Além disso, a legislação chinesa ilustra com clareza essa lógica de proteção. Ali, o estrangeiro enfrenta exigências rigorosas: experiência comprovada, patrocínio empresarial, sistema de pontuação, proficiência no idioma e forte controle estatal. Já aqui, o movimento atual aponta para uma abertura quase irrestrita, sem contrapartidas equivalentes para os profissionais brasileiros em solo chinês. Assim, sem reciprocidade, não há parceria; há subordinação.

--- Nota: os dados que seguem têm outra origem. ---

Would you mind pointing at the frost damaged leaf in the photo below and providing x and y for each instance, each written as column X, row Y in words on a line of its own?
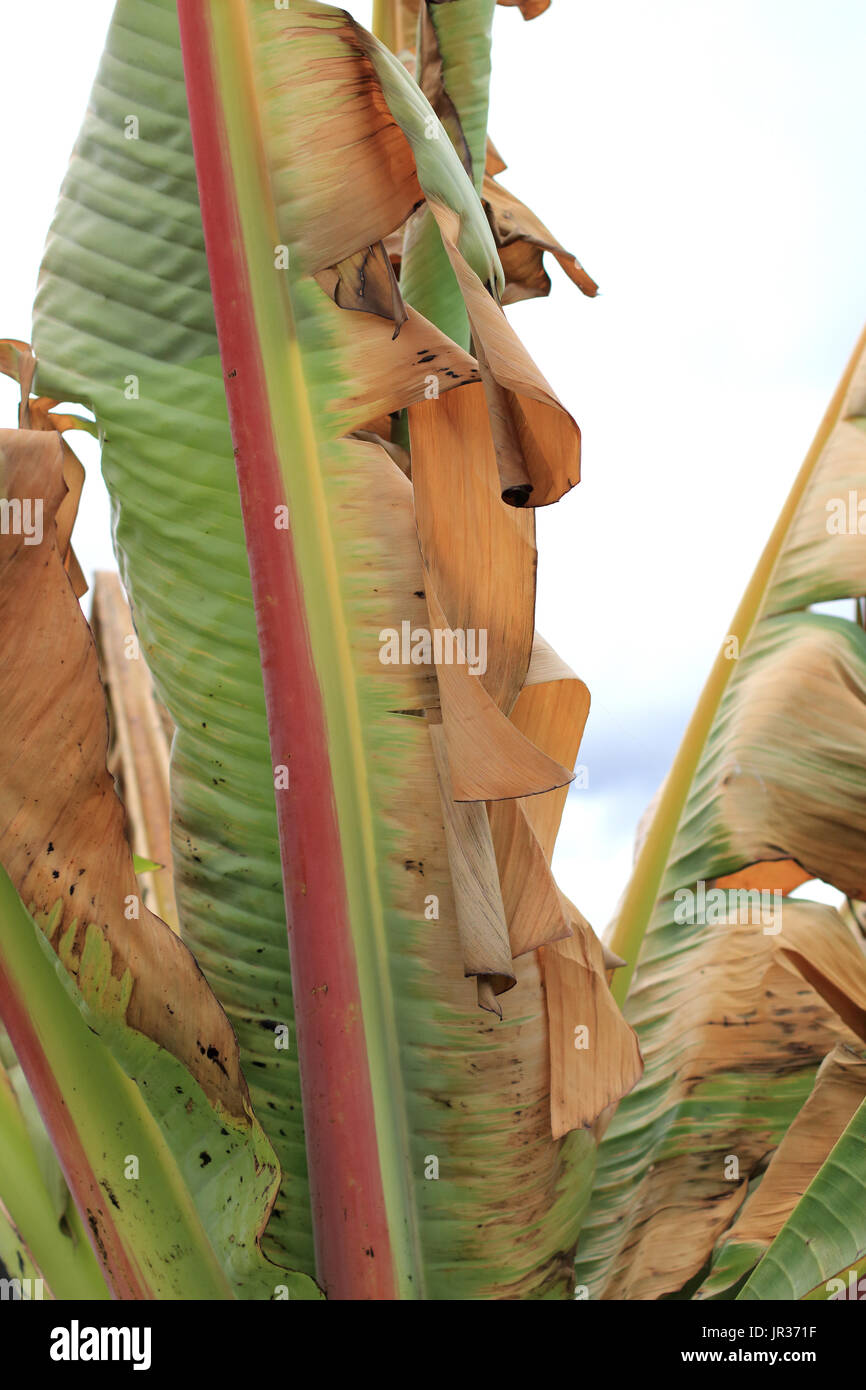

Engenharia Nacional Soberania Tecnológica e o PL 1.024/2020

É nesse cenário que a manifestação encaminhada à CCJC sobre o Projeto de Lei nº 1.024/2020 assume caráter de alerta institucional. De fato, o documento que levo à Câmara aponta riscos concretos à soberania técnica, à formação profissional e ao mercado de trabalho qualificado. Em síntese, o PL amplia a atuação de profissionais estrangeiros sem assegurar, de forma efetiva, filtros de qualificação, fiscalização rigorosa e reciprocidade internacional.

Portanto, quando o país afrouxa suas barreiras técnicas sem exigir tratamento paritário, ele fragiliza sua própria comunidade de engenheiros. Assim, a agenda que o Brasil necessita não é a da mão de obra importada e barata, mas a de fortalecimento da formação interna, do respeito aos conselhos profissionais e da defesa intransigente da Engenharia Nacional Soberania Tecnológica.

Um projeto de país, não de ocasião

Em última análise, a discussão sobre o PL 1.024/2020 não trata apenas de mercado de trabalho, mas de projeto de país. Portanto, ou o Brasil usa a engenharia como cérebro estratégico do desenvolvimento, ou aceita o papel de consumidor de soluções concebidas fora de suas fronteiras. Assim, cada grande obra deve deixar legado de tecnologia, indústria e conhecimento. Do contrário, ela se converte em monumento à nossa dependência.

Por isso, defender a engenharia nacional diante de iniciativas legislativas inadequadas não configura corporativismo, mas ato de responsabilidade de Estado. E, enquanto houver margem para o enfraquecimento silencioso da nossa capacidade técnica, haverá risco direto à soberania.

José Manoel Ferreira Gonçalves é Engenheiro Civil, Advogado, Jornalista, Cientista Político e Escritor. Pós-doutor em Sustentabilidade e Transportes (Universidade de Lisboa). É fundador e presidente da FerroFrente e da Associação Água Viva, coordenador do Movimento Engenheiros pela Democracia (EPD) é um dos fundadores do Portal de Notícias Os Inconfidentes, comprometido com pluralidade e engajamento comunitário.